Reforçando a fala de Osias Moraes, para quem Freitas voltou à CMC graças a uma “manobra [jurídica]”, Mauro Ignácio fez críticas à decisão do STF que suspendeu a cassação do parlamentar. “Será que vamos ter que queimar o Regimento Interno?”, protestou, reclamando que o caso foi avaliado pelo Supremo Tribunal Federal de forma relâmpago. “Será que o recurso da CMC vai ser julgado com a mesma velocidade?”, questionou Ignácio. “Quero discordar da forma como [Freitas] voltou, acusando todo mundo. Em vez de apaziguar, [opta] por tacar fogo no circo. Cada um prestará contas de si à sociedade e a Deus. A gente tem que mudar de pauta, essa cidade não merece essa discussão”, completou Barros.

“Não teve privilégio”
Presidente do Conselho de Ética e Decoro Parlamentar durante o Processo Ético Disciplinar 1/2022, Dalton Borba (PDT) comentou as falas dos outros vereadores, apontando o que julgou serem erros nas falas. “Das representações oferecidas contra o mandato [de Freitas], restou apenas uma única imputação, que foi a de movimento político dentro da igreja. Não se deve imputar [a ele] nenhum outro tipo de conduta. Crime ele não cometeu. Não se deve imputar a ele responsabilidade de ter invadido, pois [a conduta] não foi aceita pelo Conselho de Ética”, argumentou Borba.

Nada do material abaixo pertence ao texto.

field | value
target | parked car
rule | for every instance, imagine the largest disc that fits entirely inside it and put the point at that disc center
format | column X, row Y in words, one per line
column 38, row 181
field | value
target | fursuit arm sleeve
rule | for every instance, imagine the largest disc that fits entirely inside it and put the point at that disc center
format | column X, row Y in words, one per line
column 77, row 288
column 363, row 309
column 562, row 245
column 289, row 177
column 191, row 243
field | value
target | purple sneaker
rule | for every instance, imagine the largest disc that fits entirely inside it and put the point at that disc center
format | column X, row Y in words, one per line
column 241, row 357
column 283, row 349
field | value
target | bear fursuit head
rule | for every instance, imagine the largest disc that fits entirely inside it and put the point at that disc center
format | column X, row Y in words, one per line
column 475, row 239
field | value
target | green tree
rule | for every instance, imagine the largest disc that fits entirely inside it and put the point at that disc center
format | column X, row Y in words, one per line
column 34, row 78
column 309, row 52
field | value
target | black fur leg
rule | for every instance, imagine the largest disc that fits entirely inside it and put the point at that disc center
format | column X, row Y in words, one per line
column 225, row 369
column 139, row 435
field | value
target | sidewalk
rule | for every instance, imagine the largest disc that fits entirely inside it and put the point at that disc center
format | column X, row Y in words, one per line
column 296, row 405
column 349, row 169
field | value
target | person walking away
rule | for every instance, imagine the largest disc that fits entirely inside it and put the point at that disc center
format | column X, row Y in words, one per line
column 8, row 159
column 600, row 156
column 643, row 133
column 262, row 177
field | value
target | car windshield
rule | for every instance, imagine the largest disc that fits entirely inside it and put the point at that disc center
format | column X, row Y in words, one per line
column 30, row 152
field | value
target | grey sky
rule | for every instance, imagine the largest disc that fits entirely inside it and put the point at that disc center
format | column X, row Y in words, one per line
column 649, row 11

Dizendo que não se pode encarar o caso “de maneira tendenciosa”, Dalton Borba  afirmou que, no seu entendimento, “não houve qualquer tipo de privilégio na condução desse processo junto ao STF”. Havia a necessidade de um julgamento emergencial, segundo Borba, por haver um processo eleitoral em curso. "Se o STF se calasse, o direito pereceria. Devemos ter uma certa objetividade no trato com as instituições, pois estamos em um período eleitoral onde a democracia vem sendo fortemente atacada. Tenho respeito pela decisão da CMC, mas quero lembrar que alertei para o fato que o prazo estava sendo mal interpretado”, concluiu.